# EECS 491: Probabilistic Graphical Models Assignment 3
**David Fan**

3/28/18

## Problem Description
In this notebook I will attempt to create a larger graphical model (expanding on techniques used in the previous assignments) to model a specific domain. Using a dataset found on Kaggle, we will attempt to model the recruitment industry in India using a graphical model. In particular we will be exploring the effect of different factors on interview attendance.

## Dataset
For this problem, we will explore a dataset found [here](https://www.kaggle.com/vishnusraghavan/the-interview-attendance-problem/data).
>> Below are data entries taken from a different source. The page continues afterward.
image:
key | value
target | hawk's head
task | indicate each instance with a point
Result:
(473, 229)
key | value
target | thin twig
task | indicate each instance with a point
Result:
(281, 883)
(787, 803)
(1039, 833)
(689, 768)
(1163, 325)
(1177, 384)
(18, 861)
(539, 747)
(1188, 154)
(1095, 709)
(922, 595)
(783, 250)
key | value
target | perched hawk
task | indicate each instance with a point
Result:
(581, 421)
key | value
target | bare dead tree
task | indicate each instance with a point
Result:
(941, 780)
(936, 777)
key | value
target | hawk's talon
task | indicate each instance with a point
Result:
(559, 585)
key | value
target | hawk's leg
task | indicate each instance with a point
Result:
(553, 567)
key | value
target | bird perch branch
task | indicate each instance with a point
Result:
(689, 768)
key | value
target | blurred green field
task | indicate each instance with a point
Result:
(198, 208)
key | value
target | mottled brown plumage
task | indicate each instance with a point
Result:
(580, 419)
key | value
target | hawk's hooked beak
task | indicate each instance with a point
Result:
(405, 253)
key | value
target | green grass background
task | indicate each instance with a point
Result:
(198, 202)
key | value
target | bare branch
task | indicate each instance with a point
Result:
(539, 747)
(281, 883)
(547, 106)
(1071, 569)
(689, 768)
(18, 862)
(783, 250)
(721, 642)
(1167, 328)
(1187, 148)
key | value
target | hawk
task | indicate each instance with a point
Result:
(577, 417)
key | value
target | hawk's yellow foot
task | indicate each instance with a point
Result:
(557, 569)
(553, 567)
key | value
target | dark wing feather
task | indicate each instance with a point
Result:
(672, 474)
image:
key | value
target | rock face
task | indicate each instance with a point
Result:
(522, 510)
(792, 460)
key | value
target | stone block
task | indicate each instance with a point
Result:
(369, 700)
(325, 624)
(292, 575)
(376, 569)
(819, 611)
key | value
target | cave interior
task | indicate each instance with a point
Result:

The author of the dataset describes the context of the dataset as follows:

>The data pertains to the recruitment industry in India for the years 2014-2016 and deals with candidate interview attendance for various clients ...

>The data have been collected by me and my fellow researchers over a period of over 2 years between September 2014 and January 2017.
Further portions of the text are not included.